The objective of ASC 842 is to ensure that the control of the underlying asset is transferred to the lessee, and the lessee has the risks and rewards of ownership. Even though FASB has eliminated the bright lines in ASC 840, it does not necessarily prohibit an entity from applying them within the framework of the new guidance.
The acquirer of a cloud-based multi-element arrangement may account for each element of the arrangement separately or account for them on a lump-sum basis.
For example, an arrangement may include cloud services, hardware (e.g., a server) and software. In this example, the acquirer may account for software as an internal-use software, capitalize the hardware and reflect the cloud services expenses as an ongoing operating expense. As an alternative, it can record the whole arrangement as a single performance obligation and account for them as a single unit.
The accounting treatment depends on the contract and the obligations of the buyers and sellers. However, the author believes that the buyer can rely by analogy on the guidance that sellers follow (e.g., ASC 606, Contracts with Customers) to determine the accounting treatment.
ASC 606 guidance requires that the seller identify if performance obligations in contracts containing software, hardware and cloud services are capable of being distinct and whether they are distinct within the context of the contract (ASC 606-10-25-21). For example, if the cloud software requires the hardware, and neither of them is capable of functioning without the seller’s services, then the elements of the contracts are not distinct. Another example is that the contract obligates the acquirer to buy the cloud software, hardware and services as a bundle. If so, the elements of the contract cannot be considered as distinct.
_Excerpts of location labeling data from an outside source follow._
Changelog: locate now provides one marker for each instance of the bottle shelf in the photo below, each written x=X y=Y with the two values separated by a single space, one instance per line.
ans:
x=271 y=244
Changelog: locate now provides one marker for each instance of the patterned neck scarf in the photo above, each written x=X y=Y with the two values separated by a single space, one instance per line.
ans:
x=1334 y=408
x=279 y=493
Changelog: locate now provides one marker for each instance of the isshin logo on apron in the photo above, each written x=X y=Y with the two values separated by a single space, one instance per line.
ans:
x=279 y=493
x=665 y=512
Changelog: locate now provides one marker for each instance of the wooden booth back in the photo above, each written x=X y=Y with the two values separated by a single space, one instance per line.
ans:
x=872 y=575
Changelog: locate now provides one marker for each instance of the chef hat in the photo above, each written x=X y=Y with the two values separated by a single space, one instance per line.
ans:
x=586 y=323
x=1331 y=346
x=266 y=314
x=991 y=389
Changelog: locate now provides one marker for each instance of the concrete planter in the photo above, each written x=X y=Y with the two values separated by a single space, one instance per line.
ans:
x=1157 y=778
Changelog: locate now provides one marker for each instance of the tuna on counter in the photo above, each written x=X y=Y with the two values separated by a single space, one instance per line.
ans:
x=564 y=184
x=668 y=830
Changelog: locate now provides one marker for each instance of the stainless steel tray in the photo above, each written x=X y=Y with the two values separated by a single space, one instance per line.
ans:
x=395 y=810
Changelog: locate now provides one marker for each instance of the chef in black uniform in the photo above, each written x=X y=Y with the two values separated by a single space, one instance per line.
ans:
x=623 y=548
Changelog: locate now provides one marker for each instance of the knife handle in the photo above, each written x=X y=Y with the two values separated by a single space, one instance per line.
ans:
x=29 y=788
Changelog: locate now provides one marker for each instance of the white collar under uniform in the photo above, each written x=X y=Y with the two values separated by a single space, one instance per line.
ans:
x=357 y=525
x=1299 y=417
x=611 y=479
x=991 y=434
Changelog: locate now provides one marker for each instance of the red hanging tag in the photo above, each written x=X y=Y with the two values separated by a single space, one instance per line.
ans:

ASC 606 requires that companies assess the relevant facts and circumstances to determine whether the elements of a contract are separate performance obligations.Companies can view related software, hardware and cloud-based services as a single performance obligation (based on ASC 606), if and only if they can demonstrate that they augment each other’s functionality significantly. Otherwise, they may conclude that they have separate performance obligations. In summary, acquirers of cloud-based arrangements account for contracts by analogy to sellers’ accounting policies and decisions.
Summary of Cloud-Based Arrangements Accounting
The schedule in Table 1 is a summary of accounting guidance for the accounting treatment of different elements of cloud-based arrangements on the financial statements, which this article covered earlier.
Accounting Issues of Cloud-based Arrangements From an Acquirer’s Perspective
This article expounded on some of the accounting issues related to the acquisition of cloud-based arrangements. Most of the accounting literature focuses on the revenue recognition of cloud-based services, whereas this article focused on the expense recognition of these contracts from the acquirers’ perspective.
Several FASB standards guide the accounting classification and disclosures of these contracts. Like many other areas of accounting, management needs to exercise judgment for capitalization and impairment of expenditures.